Ouy, Monsieur, si vous les aviez vendus en éffet, je ne disputerais pas; mais encor une fois, il est faux qu'ils fussent vendus, et si vôtre agent s'est trompé, c'est à vous de rectifier cette erreur.

J'ay supplié monsieur le premier Président, Monsieur le Procureur général, Monsieur le Conseiller Le Bault, de vouloir bien être nos arbitres. Vous n'avez pas voulu de leur arbitrage, vous avez dit que vôtre vente au paysan était réelle; Vous avez cru m'accabler au bailliage de Gex. Mais, Monsieur, quoyque Monsieur vôtre frère soit bailli du païs, et quelque autorité que vous puissiez avoir, vous n'aurez pas celle de changer les faits, il sera toujours constant qu'il n'y a point eu de vente véritable.

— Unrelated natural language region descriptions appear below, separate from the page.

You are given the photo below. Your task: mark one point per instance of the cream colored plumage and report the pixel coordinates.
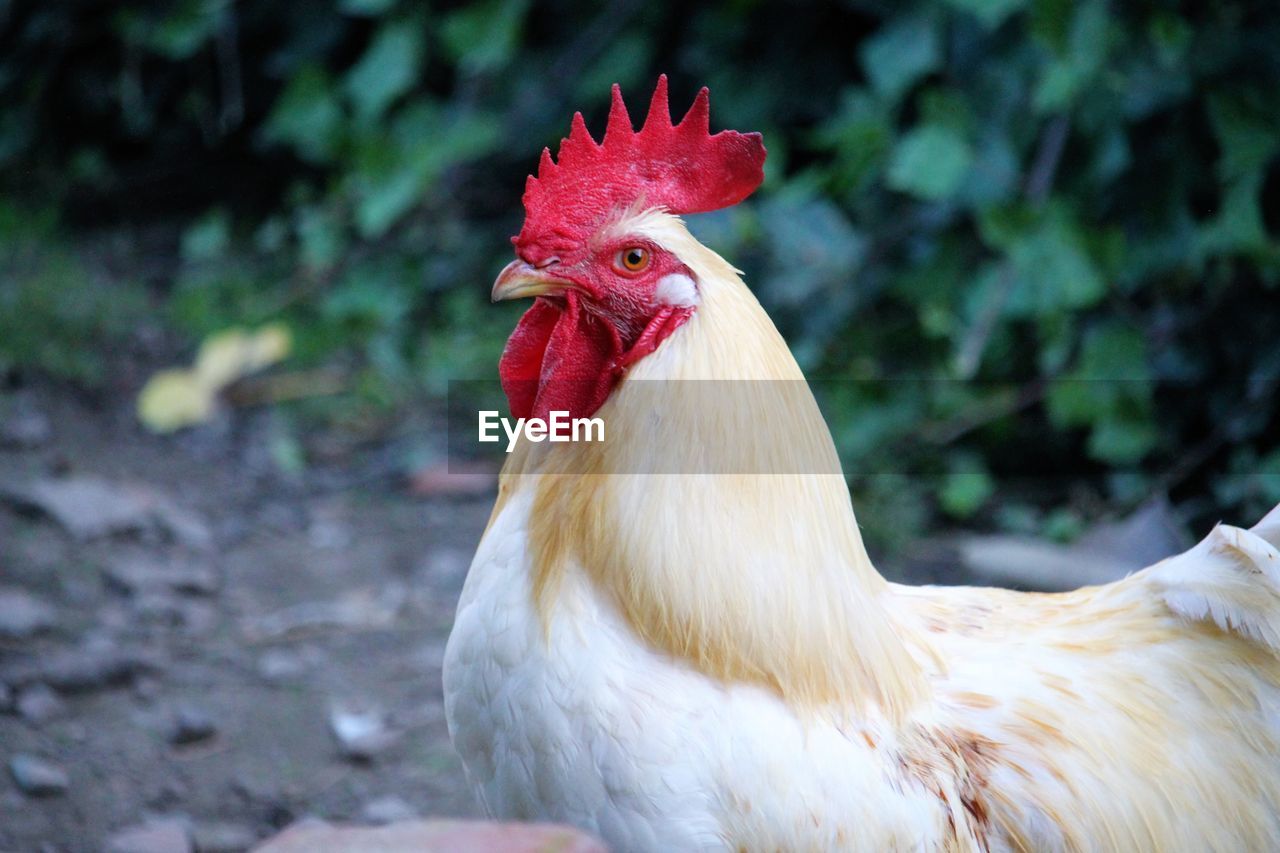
(711, 661)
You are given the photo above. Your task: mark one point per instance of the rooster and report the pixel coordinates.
(680, 658)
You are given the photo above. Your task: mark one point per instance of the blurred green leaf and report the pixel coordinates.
(900, 54)
(208, 238)
(187, 27)
(1078, 60)
(366, 8)
(1247, 132)
(1110, 389)
(991, 13)
(967, 488)
(929, 163)
(483, 36)
(307, 117)
(388, 68)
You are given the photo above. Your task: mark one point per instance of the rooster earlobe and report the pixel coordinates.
(659, 112)
(620, 123)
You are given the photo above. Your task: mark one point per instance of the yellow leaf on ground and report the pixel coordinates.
(174, 398)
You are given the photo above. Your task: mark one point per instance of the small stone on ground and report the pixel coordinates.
(36, 776)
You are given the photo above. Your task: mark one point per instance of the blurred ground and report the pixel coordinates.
(196, 662)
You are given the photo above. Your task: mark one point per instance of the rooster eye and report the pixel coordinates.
(634, 259)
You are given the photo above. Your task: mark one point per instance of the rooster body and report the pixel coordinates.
(685, 660)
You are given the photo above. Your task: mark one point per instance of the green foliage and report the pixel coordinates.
(1028, 240)
(55, 313)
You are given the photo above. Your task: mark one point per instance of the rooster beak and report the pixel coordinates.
(519, 279)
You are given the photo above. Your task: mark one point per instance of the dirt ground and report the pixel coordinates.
(250, 649)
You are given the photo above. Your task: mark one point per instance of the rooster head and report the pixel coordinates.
(606, 296)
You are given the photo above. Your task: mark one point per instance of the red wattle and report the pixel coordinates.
(566, 359)
(560, 360)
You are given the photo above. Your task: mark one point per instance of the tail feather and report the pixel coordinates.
(1232, 579)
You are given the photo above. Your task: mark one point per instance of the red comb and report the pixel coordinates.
(681, 168)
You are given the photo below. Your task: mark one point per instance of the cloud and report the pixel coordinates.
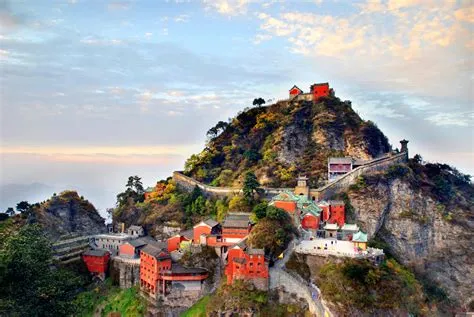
(227, 7)
(419, 43)
(182, 18)
(90, 40)
(465, 14)
(118, 5)
(8, 20)
(454, 119)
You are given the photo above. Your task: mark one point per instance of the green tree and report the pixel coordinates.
(133, 190)
(10, 211)
(23, 207)
(191, 163)
(251, 186)
(258, 101)
(28, 285)
(260, 210)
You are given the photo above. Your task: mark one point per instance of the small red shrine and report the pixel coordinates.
(97, 261)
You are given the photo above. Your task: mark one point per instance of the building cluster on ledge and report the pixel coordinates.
(316, 91)
(323, 225)
(160, 274)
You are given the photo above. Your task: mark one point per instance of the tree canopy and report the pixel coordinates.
(251, 186)
(134, 190)
(23, 207)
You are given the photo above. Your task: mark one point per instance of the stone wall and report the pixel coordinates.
(325, 192)
(126, 271)
(350, 178)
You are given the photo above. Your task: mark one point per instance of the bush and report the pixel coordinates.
(397, 171)
(297, 264)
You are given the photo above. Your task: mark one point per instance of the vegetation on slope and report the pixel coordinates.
(242, 298)
(28, 283)
(273, 231)
(445, 184)
(198, 309)
(167, 204)
(279, 141)
(107, 299)
(357, 285)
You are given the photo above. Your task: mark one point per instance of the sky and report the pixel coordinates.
(95, 91)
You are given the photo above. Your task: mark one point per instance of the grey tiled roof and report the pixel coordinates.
(138, 242)
(340, 160)
(95, 252)
(179, 269)
(236, 221)
(211, 222)
(187, 234)
(155, 249)
(256, 251)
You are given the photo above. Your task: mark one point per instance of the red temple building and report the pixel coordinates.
(97, 261)
(131, 249)
(337, 212)
(338, 166)
(154, 259)
(235, 227)
(158, 274)
(295, 91)
(320, 90)
(204, 228)
(175, 241)
(324, 205)
(310, 221)
(183, 278)
(247, 264)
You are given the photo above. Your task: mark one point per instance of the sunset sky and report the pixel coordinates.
(95, 91)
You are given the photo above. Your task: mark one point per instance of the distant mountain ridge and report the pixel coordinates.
(11, 194)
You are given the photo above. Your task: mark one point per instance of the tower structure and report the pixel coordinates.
(302, 187)
(404, 147)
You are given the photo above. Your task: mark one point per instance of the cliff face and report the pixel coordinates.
(283, 140)
(67, 213)
(432, 236)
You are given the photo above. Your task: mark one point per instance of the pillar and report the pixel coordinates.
(404, 147)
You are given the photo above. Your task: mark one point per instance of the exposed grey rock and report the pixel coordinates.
(68, 214)
(419, 236)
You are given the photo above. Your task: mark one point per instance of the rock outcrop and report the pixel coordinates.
(284, 139)
(420, 233)
(67, 214)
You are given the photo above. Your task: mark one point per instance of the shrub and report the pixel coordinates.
(397, 171)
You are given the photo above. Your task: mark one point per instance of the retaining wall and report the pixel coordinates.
(350, 178)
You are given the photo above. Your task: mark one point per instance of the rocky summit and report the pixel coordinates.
(67, 214)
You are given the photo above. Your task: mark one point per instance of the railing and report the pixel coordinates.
(360, 255)
(341, 182)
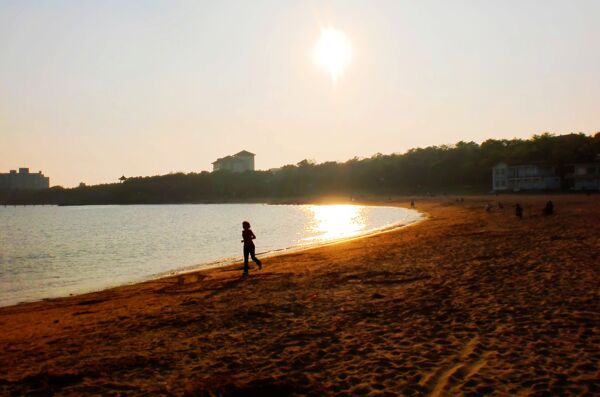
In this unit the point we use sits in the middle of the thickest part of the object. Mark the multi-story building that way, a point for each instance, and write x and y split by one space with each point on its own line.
23 180
583 176
519 177
239 162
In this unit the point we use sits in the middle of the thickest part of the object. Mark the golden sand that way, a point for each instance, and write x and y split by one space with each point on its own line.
465 303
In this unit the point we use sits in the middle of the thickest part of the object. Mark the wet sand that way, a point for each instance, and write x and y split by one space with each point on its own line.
464 303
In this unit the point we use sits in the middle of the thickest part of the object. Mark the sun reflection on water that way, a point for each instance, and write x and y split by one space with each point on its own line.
336 221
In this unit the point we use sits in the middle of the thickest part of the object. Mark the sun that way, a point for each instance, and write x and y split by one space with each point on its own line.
333 52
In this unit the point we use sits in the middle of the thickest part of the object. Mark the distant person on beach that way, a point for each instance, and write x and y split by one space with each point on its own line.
519 211
549 208
249 249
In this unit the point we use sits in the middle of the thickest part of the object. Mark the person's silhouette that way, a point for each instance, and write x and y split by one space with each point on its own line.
249 249
549 209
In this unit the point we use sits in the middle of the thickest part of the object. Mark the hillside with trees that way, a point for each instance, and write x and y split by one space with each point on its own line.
461 168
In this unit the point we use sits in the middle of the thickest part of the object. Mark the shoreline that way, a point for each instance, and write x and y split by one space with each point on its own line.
467 303
220 263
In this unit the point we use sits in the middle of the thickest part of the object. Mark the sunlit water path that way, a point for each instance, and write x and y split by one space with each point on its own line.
48 251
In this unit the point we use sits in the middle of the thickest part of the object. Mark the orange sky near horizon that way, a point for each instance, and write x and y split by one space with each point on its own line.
94 90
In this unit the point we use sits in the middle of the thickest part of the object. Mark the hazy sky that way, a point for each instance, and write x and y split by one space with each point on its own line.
91 90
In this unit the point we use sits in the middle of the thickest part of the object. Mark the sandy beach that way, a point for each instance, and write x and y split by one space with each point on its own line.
467 302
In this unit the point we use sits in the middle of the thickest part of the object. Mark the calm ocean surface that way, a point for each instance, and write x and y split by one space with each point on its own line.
48 251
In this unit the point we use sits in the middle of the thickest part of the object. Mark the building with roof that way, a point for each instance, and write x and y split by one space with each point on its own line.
239 162
517 177
23 180
583 176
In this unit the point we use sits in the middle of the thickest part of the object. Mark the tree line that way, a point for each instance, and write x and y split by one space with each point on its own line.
465 167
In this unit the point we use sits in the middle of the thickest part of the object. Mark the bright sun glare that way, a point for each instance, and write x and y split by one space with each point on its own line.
333 52
336 221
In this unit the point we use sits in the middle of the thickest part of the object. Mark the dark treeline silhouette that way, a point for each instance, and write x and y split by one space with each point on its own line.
461 168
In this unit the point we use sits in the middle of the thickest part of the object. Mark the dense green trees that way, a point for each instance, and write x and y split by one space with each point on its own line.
463 167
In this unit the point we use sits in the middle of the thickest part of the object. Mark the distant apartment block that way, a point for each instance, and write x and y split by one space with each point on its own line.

Vous dites dans vôtre exploit signifié à ce paÿsan, que vous lui vendites une certaine quantité de bois. Quelle quantité, s'il vous plait? Vous dites que vous les fites marquer: par qui? Avez vous un garde marteau? Aviez vous la permission du grand maître des eaux et forêts?

La justice de Gex est obligée de juger contre vous si vous avez tort; elle jugerait contre le Roy, si un particulier plaidait avec raison contre le domaine du Roy. Le sr Girod prétend qu'il fait trembler en vôtre nom tous les juges de Gex; il se trompe encor sur cet article, comme sur les autres.

S'il faut que Monsr le Chancelier et tous les Ministres, et tout Paris soient instruits de vôtre procédé, ils le seront, et s'il se trouve dans vôtre compagnie respectable une personne qui vous approuve, je me condamne.

Vous m'avez réduit, Monsieur, à n'être qu'avec douleur, vôtre très humble et très obeïssant serviteur.